The cyber attack: Friday's cyber attack had brought down Uber's internal communication system for a while. The hack forced the company to take several of its internal systems offline, including Slack, Amazon Web Services and Google Cloud Platform, reported The Verge.
Screenshots the hacker shared with security researchers indicate they obtained full access to the cloud-based systems where Uber stores sensitive customer and financial data, reported AP.
How bad was it? Files shared with the researchers and posted widely on Twitter and other social media indicated the hacker was able to access Uber's most crucial internal systems, reported AP. "It was really bad the access he had. It's awful," said Corben Leo, one of the researchers who chatted with the hacker online.
Let's talk about how they were compromised. The attacker has been quite upfront about how they compromised Uber's corporate infrastructure. Uber appears to use push notification MFA (Duo) for their employees. How can an attacker get around MFA? 2/N pic.twitter.com/IVR009timm— Bill Demirkapi (@BillDemirkapi) September 16, 2022
Uber said it was in close coordination with the FBI and the US Department of Justice on the matter.
How Uber systems were hacked: Uber said the attacker logged in to a contractor's Uber account after they accepted a two-factor login approval request following multiple requests, giving the hacker access to several employee accounts and tools such as G-Suite and Slack, reported Reuters.
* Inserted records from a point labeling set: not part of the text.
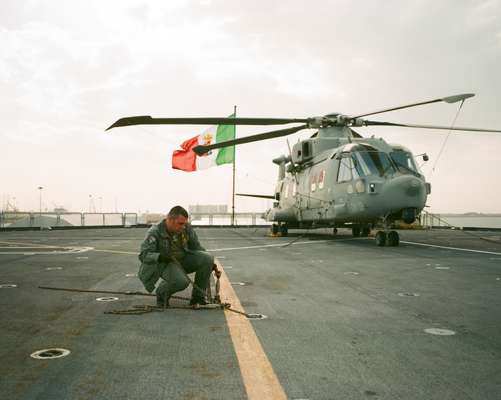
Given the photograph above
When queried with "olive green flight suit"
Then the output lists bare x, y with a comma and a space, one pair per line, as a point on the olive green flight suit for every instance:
196, 259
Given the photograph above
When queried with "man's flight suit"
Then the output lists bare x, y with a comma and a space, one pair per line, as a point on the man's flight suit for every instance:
186, 249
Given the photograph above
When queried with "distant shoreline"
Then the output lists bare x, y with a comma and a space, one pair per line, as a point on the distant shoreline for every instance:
470, 214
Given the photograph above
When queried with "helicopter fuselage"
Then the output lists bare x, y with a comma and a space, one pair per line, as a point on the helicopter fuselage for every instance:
335, 179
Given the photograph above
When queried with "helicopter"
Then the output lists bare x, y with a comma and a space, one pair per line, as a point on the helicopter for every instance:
336, 178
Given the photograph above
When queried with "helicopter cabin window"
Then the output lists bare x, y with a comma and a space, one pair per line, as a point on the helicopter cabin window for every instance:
321, 177
306, 149
404, 162
346, 169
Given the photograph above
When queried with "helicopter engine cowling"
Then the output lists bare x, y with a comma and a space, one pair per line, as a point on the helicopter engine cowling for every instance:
409, 215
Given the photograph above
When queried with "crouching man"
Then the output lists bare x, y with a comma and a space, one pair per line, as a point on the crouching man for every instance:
170, 251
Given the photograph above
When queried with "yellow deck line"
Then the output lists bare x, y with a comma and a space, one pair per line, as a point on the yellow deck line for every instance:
260, 380
35, 244
117, 251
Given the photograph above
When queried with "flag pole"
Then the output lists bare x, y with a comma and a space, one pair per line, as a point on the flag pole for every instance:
233, 192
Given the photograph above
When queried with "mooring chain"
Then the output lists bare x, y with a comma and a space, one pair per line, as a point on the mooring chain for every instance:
214, 304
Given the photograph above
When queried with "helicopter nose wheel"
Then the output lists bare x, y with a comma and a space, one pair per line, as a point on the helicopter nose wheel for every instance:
393, 239
355, 230
390, 239
380, 238
284, 230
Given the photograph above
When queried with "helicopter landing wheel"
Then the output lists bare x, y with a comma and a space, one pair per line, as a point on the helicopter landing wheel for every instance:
274, 229
366, 230
393, 238
284, 230
380, 238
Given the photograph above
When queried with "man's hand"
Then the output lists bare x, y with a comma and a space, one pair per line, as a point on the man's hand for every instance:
163, 258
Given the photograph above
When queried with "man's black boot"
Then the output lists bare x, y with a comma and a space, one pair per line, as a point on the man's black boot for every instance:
196, 302
162, 301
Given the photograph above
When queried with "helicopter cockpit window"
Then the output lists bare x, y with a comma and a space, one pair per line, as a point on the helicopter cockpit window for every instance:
404, 162
371, 163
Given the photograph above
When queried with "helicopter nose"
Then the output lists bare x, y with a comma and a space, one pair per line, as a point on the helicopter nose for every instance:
407, 189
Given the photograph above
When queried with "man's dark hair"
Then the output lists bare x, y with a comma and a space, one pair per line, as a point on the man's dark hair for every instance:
177, 211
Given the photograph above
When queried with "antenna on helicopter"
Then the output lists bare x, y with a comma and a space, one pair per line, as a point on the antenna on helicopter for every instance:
293, 166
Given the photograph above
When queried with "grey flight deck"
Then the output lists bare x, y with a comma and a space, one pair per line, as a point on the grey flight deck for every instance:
342, 322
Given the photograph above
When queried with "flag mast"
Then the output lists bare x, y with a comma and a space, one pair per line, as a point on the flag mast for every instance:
233, 191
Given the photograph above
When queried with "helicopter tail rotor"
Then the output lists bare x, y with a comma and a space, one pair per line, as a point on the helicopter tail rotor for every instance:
456, 128
448, 99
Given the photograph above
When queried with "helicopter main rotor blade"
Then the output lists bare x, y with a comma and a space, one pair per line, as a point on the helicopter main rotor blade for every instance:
248, 139
148, 120
454, 128
260, 196
449, 99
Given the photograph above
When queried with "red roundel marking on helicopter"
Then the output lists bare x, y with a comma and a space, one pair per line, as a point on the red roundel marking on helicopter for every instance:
321, 177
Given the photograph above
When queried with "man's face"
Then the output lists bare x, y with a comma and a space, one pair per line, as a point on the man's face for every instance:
176, 225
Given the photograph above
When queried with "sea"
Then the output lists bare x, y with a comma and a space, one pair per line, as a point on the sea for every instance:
461, 221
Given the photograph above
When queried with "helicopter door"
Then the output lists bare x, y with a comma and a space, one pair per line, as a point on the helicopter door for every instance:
344, 183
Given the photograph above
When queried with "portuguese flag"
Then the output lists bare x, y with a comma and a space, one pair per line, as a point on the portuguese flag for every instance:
187, 160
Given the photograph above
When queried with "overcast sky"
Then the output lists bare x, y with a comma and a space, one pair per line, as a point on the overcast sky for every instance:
69, 69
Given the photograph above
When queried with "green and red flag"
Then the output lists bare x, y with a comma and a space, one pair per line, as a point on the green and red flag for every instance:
187, 160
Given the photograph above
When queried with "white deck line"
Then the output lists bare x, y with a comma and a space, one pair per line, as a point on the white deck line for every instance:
452, 248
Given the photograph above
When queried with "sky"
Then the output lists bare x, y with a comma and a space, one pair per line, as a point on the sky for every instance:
69, 69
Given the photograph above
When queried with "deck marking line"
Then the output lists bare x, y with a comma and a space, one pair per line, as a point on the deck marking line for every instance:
33, 244
282, 244
260, 380
452, 248
117, 251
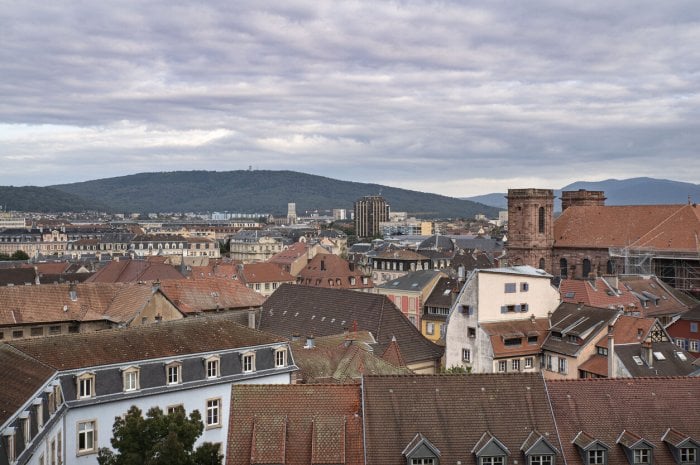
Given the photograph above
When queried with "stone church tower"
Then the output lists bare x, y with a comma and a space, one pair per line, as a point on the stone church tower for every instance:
530, 227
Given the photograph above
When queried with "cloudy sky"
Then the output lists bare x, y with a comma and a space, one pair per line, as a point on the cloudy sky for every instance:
457, 98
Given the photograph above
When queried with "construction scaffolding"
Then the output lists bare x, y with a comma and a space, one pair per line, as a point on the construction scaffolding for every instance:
678, 269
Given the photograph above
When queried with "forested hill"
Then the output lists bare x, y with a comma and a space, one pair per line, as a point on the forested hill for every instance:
257, 191
44, 199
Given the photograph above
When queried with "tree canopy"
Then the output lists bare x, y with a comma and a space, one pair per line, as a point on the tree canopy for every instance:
158, 439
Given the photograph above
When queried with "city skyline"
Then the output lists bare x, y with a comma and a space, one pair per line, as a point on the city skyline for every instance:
438, 97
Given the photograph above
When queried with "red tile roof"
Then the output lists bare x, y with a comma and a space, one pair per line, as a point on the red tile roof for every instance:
499, 332
124, 271
662, 227
116, 302
263, 273
209, 294
295, 424
166, 339
604, 408
453, 412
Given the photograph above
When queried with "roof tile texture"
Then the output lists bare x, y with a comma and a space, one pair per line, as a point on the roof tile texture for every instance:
315, 415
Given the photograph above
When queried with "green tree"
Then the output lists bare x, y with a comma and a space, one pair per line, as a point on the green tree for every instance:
158, 439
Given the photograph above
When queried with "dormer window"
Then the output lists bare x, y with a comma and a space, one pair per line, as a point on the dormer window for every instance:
173, 373
212, 366
420, 451
85, 385
130, 377
248, 362
683, 448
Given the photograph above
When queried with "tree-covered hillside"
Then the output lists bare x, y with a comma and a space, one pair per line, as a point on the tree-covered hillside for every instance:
257, 191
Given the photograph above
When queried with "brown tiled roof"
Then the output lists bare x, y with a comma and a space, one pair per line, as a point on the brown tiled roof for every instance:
124, 271
325, 267
21, 377
604, 408
209, 294
453, 412
263, 273
166, 339
289, 255
663, 227
500, 331
322, 424
304, 310
596, 294
116, 302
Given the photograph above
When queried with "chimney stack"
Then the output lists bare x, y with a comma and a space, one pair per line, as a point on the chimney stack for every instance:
611, 352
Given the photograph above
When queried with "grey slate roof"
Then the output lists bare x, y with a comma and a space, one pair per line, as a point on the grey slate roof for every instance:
305, 310
414, 281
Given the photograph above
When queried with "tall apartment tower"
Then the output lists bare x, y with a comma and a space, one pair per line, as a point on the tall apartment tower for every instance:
530, 227
291, 213
369, 212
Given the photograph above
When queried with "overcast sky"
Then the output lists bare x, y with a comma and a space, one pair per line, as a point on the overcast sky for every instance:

Hacking group Lapsus$: Lapsus$ in the past have attacked systems of some big companies like Nvidia, Microsoft Corp and Okta Inc. Lapsus$, a group described by cyber security researchers as a "loosely" held collective with roots in the UK and Brazil, reported Financial Times.
The gang was linked to another high-profile attack this weekend on video games developer Rockstar Games, in which footage from the unseen next installment of the Grand Theft Auto series was leaked, reported FT.